You can’t do much about these deposits of fat and waste products that dimple the skin on your thighs and buttocks, but you can do something, according to a story in the Chicago Tribune:

• Lose extra pounds. Yes, thin people can get cellulite. But extra fat in the body tends to increase dimpling and lumpiness.

• Eat well. Along with plenty of water, a low-fat diet that’s high in fiber and complex carbohydrates — fruits, vegetables and whole grains — helps flush out waste.

• Try massage. Some people say kneading cellulite for a few minutes a day can stimulate the flow of blood and other fluids that break down waste.

• Be wary of “miracle” products. There is little to no scientific evidence that cellulite creams are effective.

 • Exercise problem spots. All workouts are great, but ask a trainer about specific moves that target your legs and butt.

• Stop smoking. Studies have found a link between cigarettes and cellulite. One reason is that smoking weakens skin. You can also try cutting down on alcohol, coffee and soda.

• Talk to a doctor.
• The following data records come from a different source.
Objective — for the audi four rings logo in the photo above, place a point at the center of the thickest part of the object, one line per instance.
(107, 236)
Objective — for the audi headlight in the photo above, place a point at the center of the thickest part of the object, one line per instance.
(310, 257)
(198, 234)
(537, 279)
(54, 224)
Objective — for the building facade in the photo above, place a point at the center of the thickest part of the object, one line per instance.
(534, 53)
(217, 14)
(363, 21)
If cellulite really bothers you, laser treatments might be able to help.

Scale tells only part of the fat-loss story

Most people make the mistake of only using the scale to see if their fat loss program is working. The scale does not tell you the whole story. It will not tell you if you are replacing fat with muscle. It will not tell you if you are losing valuable water, muscle, or fat, according to the website onlineheathnews.com.

Ideally you should use a one site skin fold caliper kit. It is very quick, easy, and consistently accurate. Within one minute you will know your overall body fat percentage, fat weight, and lean body mass. Armed with this information you will be able to really tell if your fitness program is working.

If you are reluctant to use a skin fold caliper kit, at least use a tape measure and a scale.

A measurement around your waistline and a scale weight can let you know more than just using the scale. If the scale stays the same, but your waistline is less, then you know that you have gained muscle and lost fat. It’s not as precise as a skin fold caliper kit, but it is much better than just using a scale.

Morning sickness improves over time

 Treatments for morning sickness, the nausea and vomiting experienced by up to 80 percent of pregnant women, are plentiful, from using acupuncture or eating ginger to taking vitamin B6.

But the evidence that any of these treatments work is limited, according to a new review.

”There’s no strong evidence about any treatment for morning sickness,” researcher Anne Matthews, RN, PHD, a registered midwife at Dublin City University in Dublin, Ireland, told WebMD.

She and her colleagues looked at the results of 27 trials involving 4,041 women taking a range of treatments.

The bright spot about morning sickness?

“It usually improves over time,” Matthews said.

The review was published in the Cochrane Database of Systematic Reviews. The Cochrane Reviews bring together research on health care and are viewed as the ”gold standard” for determining how effective different treatments are.

But Matthews and other doctors who reviewed the study said it can’t hurt to try treatments that are safe, and that they may help some women.

Morning sickness is a misnomer, Matthews said, as it can occur any time of the day or night. It typically occurs mainly in the first trimester, from the 6th to the 12th week of pregnancy, but can last longer.